Abstract
Metabolic dysfunction-associated steatohepatitis (MASH) has become a global health challenge with limited therapeutic strategy. Here, this study aims to identify promising drug candidates for MASH and clarify its pharmacological mechanism. By extensive screening of FDA-approved hepatoprotective medicines using a PA/OA-stimulated hepatocytes model, we identified daclatasvir showing potent anti-MASH capacity against hepatic steatosis deposition and inflammatory response. The hepatoprotective benefits of daclatasvir were further validated in MASH mouse models, induced by a high-fat high-cholesterol (HFHC) diet for 16 weeks or a methionine-choline-deficient (MCD) diet for 4 weeks, as supported by markedly improved histopathological characteristics, serum biochemical level, and transcriptomic analyses.
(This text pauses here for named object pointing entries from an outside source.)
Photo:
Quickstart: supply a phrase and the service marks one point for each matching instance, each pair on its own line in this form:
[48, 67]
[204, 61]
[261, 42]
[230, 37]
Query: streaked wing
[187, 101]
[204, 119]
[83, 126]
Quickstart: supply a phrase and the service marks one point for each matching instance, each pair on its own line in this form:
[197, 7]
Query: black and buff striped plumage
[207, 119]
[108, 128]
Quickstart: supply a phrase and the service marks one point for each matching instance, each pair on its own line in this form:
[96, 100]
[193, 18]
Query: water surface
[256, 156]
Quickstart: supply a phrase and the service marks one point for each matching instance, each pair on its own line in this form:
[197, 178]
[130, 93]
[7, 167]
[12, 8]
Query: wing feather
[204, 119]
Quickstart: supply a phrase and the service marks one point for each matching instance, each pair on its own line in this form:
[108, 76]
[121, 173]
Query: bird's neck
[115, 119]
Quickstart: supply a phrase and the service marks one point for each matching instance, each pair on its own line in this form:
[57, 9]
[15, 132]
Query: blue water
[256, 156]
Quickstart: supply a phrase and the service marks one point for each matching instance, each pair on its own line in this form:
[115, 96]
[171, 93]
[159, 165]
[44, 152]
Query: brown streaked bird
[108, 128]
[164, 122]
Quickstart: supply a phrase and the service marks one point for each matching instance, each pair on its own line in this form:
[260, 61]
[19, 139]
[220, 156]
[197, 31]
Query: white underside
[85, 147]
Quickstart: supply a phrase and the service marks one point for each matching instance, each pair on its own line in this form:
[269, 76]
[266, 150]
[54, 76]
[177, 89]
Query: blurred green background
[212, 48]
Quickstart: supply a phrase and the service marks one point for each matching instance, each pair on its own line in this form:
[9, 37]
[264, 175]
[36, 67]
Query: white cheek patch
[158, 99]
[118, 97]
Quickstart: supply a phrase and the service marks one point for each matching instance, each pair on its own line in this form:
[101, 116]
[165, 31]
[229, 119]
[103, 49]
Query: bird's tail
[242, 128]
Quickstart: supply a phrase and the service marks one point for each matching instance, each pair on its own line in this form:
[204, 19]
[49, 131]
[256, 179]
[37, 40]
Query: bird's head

Using the molecular docking assay followed by isothermal titration calorimetry confirmation, we identified that daclatasvir functions as a new perilipin-2 (PLIN2) inhibitor by interrupting its stability. In specific, PLIN2 subjected to MARCH6-mediated protein degradation in a K11-type ubiquitination. Daclatasvir can directly bind to PLIN2 and enhance its interaction with MARCH6, leading to markedly strengthened PLIN2 ubiquitinational degradation and the subsequent decline in lipid droplet disintegration and lipotoxicity. The specific mutation at the binding amino acid sites of PLIN2 with daclatasvir largely abolished the anti-MASH benefit of daclatasvir. In conclusion, the findings of our study for the first time identified the anti-HCV drug daclatasvir as a novel and potent PLIN2 protein degradant for protection against MASH.
Keywords:
MASH; PLIN2; daclatasvir; protein degradation; ubiquitination.